Q1.3 Now try the PCA decompositon on the standardized version of X instead.

In [7]:
### edTest(test_pcaZ) ###

# create/fit the standardized version of X
Z = sk.preprocessing.StandardScaler().fit(X).transform(X)

# create/fit the 'full' pca transformation on Z
pca_standard = PCA().fit(Z)
pcaZ = pca_standard.transform(Z)

# convert to a data frame
pcaZ_df = pd.DataFrame(pcaZ, columns=[['PCA1' , 'PCA2', 'PCA3', 'PCA4', 'PCA5', 'PCA6', 'PCA7']])
In [8]:
# Let's look at them to see what they are comprised of:
pd.DataFrame.from_dict({'Variable': X.columns,
                        'PCA1': pca.components_[0],
                        'PCA2': pca.components_[1],
                        'PCA-Z1': pca_standard.components_[0],
                        'PCA-Z2': pca_standard.components_[1]})
Out[8]:
Variable PCA1 PCA2 PCA-Z1 PCA-Z2
0 Age 0.038401 0.180599 0.411736 0.353496
1 RestBP 0.050464 0.105023 0.269612 0.344915
2 Chol 0.997978 -0.015946 0.123722 0.570322
3 MaxHR -0.003744 -0.977584 -0.473658 0.121837
4 Sex -0.001809 0.000845 0.010681 -0.546336
5 Oldpeak 0.001155 0.017919 0.515666 -0.221566
6 Slope -0.000004 0.010406 0.502094 -0.261511

Q2.3 Interpret the results above. What doss $w_1$ represent based on the untransformed data? What doss $w_1$ represent based on the standardized data? Which is a better representation of the data?

your answer here

$w_1$ represents the transformation (change in basis) to convert the columns of $\mathbf{X}$ to the first PCA vector, $z_1$. They elements after quaring sum up to 1, so the magnitude represents euclidean weighting in the transformation (the larger value means more weight in the transformation).

In [9]:
np.sum(pca.components_[0,:]**2)
Out[9]:
1.0000000000000007

It is common for a model with high dimensional data (lots of predictors) to be plotted along the first 2 PCA components (with the classification boundaries added). Below is the scatter plot for these data (without a classificaiton boundary, since we do not have a model yet):

In [10]:
# Plot the response over the first 2 PCA component vectors

fig,(ax1,ax2) =  plt.subplots(1, 2, figsize = (12,5))

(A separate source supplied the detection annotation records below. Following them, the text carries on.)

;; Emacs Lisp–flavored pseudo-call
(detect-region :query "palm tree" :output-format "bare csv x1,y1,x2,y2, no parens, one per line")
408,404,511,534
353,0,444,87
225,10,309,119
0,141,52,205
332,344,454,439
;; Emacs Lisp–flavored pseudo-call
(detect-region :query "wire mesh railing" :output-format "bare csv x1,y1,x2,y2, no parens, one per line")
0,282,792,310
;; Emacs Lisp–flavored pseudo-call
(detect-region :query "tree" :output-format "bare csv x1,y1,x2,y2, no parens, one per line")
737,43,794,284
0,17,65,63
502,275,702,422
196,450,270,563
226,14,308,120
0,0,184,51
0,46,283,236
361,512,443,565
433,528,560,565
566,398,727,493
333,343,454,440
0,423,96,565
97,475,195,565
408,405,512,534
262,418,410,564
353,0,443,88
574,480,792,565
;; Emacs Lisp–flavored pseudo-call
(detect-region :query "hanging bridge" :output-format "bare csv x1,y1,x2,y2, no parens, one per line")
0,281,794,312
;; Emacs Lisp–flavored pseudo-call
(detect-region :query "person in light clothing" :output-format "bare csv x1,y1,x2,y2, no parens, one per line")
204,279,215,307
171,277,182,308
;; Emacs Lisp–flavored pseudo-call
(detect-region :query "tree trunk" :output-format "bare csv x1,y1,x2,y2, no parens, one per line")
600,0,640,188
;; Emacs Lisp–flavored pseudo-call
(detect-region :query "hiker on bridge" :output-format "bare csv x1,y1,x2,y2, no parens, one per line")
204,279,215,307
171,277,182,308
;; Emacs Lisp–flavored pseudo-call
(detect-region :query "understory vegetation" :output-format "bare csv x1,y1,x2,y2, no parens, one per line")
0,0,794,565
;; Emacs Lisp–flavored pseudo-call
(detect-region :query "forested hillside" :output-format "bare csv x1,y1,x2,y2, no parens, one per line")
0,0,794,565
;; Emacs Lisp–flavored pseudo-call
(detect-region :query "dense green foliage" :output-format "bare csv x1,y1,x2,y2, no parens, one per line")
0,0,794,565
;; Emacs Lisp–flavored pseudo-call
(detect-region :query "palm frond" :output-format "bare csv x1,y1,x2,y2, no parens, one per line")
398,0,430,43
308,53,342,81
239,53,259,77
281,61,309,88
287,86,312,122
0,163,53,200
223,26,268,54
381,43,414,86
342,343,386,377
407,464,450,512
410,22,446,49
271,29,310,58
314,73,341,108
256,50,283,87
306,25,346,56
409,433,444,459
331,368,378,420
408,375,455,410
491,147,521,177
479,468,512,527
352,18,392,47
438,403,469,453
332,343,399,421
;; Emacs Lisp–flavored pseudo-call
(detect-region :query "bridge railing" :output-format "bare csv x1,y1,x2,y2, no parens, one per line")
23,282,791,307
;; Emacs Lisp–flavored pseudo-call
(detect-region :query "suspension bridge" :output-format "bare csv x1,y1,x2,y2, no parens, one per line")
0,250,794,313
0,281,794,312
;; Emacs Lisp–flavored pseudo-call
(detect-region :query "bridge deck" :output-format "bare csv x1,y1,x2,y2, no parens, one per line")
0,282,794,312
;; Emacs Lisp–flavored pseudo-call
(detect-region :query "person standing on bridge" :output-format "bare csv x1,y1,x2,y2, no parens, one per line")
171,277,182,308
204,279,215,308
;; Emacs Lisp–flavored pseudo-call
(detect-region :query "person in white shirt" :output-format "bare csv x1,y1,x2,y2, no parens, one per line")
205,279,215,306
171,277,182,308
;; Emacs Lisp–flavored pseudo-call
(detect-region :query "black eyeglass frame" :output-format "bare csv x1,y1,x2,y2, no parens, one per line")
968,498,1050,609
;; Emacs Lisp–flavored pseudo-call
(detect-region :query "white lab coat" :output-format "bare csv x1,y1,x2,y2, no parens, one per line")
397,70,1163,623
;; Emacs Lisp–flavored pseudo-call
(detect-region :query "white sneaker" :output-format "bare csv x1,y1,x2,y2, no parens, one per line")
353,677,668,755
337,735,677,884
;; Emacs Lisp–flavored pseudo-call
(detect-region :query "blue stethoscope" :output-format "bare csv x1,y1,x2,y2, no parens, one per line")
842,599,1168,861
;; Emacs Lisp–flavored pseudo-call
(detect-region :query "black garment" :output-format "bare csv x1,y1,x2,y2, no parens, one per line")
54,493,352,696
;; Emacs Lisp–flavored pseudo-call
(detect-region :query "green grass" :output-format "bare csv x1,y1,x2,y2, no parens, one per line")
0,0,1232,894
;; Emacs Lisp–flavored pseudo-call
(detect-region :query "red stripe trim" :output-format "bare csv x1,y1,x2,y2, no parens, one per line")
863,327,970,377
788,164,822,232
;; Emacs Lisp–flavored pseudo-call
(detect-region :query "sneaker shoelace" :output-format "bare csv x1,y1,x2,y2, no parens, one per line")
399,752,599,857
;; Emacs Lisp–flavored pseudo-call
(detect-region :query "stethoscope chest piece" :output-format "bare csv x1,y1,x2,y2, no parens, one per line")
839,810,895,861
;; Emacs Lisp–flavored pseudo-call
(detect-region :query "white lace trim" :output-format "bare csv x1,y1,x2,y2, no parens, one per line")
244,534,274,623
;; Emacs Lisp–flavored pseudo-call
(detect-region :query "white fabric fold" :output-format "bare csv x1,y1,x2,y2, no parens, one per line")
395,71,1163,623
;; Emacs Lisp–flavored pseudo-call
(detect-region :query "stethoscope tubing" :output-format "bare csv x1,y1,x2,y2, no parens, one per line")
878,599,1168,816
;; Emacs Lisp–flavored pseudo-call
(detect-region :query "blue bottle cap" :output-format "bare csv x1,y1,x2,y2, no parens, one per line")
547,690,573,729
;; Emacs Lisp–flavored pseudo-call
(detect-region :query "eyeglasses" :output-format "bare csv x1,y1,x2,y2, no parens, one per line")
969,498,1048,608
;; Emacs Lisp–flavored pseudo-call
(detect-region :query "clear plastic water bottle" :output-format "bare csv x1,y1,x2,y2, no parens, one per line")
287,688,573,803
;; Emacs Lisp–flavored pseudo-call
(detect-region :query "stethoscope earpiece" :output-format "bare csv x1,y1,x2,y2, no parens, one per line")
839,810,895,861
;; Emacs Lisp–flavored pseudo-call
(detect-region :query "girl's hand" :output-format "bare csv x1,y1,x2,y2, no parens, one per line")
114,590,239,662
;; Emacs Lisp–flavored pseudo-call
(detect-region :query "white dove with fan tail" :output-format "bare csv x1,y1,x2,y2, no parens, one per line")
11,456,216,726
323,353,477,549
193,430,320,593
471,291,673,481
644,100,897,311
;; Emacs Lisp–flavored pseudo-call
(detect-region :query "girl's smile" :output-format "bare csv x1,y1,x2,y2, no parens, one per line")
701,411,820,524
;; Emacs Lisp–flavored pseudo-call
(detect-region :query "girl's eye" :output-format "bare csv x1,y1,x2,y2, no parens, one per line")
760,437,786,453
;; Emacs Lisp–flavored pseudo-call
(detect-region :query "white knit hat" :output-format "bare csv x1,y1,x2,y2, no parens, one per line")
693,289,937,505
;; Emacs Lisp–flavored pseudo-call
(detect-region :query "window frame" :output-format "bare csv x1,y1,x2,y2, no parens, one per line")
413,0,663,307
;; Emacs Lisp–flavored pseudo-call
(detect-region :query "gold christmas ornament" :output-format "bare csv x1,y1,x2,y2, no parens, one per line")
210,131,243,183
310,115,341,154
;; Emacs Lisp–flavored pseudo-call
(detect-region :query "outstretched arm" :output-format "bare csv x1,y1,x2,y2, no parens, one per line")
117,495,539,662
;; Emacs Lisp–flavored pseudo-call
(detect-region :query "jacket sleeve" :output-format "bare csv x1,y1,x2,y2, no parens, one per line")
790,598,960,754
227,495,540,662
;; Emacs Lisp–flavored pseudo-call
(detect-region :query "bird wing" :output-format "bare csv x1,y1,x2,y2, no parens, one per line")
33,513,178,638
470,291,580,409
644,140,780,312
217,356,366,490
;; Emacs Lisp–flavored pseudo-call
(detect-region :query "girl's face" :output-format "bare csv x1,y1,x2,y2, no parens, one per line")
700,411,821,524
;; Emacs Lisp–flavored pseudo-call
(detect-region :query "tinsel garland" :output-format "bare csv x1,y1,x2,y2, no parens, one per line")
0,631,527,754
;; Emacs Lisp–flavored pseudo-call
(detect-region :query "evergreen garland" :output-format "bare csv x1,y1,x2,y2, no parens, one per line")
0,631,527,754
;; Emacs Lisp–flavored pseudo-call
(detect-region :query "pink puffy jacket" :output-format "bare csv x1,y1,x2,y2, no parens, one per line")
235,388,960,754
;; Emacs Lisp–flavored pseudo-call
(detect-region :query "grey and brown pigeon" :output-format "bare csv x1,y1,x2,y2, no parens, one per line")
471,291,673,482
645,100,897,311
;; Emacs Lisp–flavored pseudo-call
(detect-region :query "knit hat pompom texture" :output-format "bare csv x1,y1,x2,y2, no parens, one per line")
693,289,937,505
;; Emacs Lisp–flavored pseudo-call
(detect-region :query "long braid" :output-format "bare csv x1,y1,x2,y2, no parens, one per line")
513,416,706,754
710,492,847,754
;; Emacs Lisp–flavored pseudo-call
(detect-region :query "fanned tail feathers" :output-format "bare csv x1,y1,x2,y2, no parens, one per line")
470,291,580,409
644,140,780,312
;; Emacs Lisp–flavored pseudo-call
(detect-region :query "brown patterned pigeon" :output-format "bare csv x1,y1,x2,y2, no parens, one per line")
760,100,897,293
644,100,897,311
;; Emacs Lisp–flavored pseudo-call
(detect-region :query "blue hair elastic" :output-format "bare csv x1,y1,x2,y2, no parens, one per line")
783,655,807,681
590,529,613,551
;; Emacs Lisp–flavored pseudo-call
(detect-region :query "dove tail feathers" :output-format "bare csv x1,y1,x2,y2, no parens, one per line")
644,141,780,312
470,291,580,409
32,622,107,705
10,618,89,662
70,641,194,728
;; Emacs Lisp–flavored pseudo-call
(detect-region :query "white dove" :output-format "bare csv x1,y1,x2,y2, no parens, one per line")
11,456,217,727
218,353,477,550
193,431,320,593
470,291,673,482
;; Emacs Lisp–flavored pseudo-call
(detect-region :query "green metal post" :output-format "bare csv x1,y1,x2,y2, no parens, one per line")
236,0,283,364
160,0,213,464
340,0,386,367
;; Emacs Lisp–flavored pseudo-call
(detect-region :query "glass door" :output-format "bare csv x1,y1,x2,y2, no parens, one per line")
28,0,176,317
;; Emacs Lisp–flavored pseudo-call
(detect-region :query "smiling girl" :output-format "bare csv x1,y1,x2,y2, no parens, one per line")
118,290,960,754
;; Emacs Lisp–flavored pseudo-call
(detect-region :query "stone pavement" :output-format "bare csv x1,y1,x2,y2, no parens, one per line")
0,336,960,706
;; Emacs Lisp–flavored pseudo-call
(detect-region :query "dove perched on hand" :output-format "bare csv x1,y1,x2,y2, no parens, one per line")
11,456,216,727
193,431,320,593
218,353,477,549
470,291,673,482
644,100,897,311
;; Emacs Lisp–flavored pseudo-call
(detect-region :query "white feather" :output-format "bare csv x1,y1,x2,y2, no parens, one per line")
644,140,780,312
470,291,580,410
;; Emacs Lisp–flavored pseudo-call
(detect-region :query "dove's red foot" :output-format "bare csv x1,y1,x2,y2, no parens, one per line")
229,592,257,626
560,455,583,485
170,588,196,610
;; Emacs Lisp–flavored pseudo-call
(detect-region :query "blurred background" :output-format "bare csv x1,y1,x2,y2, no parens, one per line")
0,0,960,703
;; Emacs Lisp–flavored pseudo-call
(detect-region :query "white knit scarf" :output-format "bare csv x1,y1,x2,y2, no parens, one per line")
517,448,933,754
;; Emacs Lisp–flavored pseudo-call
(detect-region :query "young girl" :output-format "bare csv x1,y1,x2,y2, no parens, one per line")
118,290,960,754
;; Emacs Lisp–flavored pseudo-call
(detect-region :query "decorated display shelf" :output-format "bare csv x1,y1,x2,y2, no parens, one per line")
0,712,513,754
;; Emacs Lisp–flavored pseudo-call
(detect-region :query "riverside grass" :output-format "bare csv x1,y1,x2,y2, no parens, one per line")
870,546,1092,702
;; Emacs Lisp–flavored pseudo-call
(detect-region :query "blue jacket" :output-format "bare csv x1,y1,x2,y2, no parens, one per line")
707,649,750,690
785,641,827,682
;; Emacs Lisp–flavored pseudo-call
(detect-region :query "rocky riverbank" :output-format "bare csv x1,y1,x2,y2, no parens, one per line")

ax1.scatter(pcaX_df[['PCA1']][y==0],pcaX_df[['PCA2']][y==0])
ax1.scatter(pcaX_df[['PCA1']][y==1],pcaX_df[['PCA2']][y==1])
ax1.legend(["AHD = No","AHD = Yes"])
ax1.set_xlabel("First PCA Component Vector")
ax1.set_ylabel("Second PCA Component Vector");

ax2.scatter(pcaZ_df[['PCA1']][y==0],pcaZ_df[['PCA2']][y==0])
ax2.scatter(pcaZ_df[['PCA1']][y==1],pcaZ_df[['PCA2']][y==1])
ax2.legend(["AHD = No","AHD = Yes"])
ax2.set_xlabel("First PCA Component Vector (on standardized data)")
ax2.set_ylabel("Second PCA Component Vector (on standardized data)");
Out[10]:
Text(0, 0.5, 'Second PCA Component Vector (on standardized data)')

Q2.4 Does there appear to be good potential here? Which form of the data appear to provide better information as to seperate the classes in the response? What at would a classification boundary look like if a logistic regression model were fit using the first 2 principal components as the predictors?

your answer here

It would again be linear. Here, most likely the boundary would be a line with negative slope.

Part 2: PCA in Regression (PCR)

First let's fit the full logistic regression model to predict AHD from the 7 predictors above.

Remember: PCA is an approach to handling the predictors (unsupervised), so it does not matter if we are using it for a regression or classification type problem.

In [11]:
#fit the 'full' model on the 7 predictors. and print out the coefficients
logit_full = LogisticRegression(penalty="none",solver="lbfgs",max_iter=2000).fit(X,y)

beta = logit_full.coef_[0]

print(beta)

[ 0.01194387  0.01540617  0.00698371 -0.03597127  1.74038737  0.55627766
  0.30007484]

Below is the result of the PCR-1 (logistic) to predict AHD from the first principal component vector.

In [12]:
logit_pcr1 = LogisticRegression(penalty="none",solver="lbfgs").fit(pcaX_df[['PCA1']],y)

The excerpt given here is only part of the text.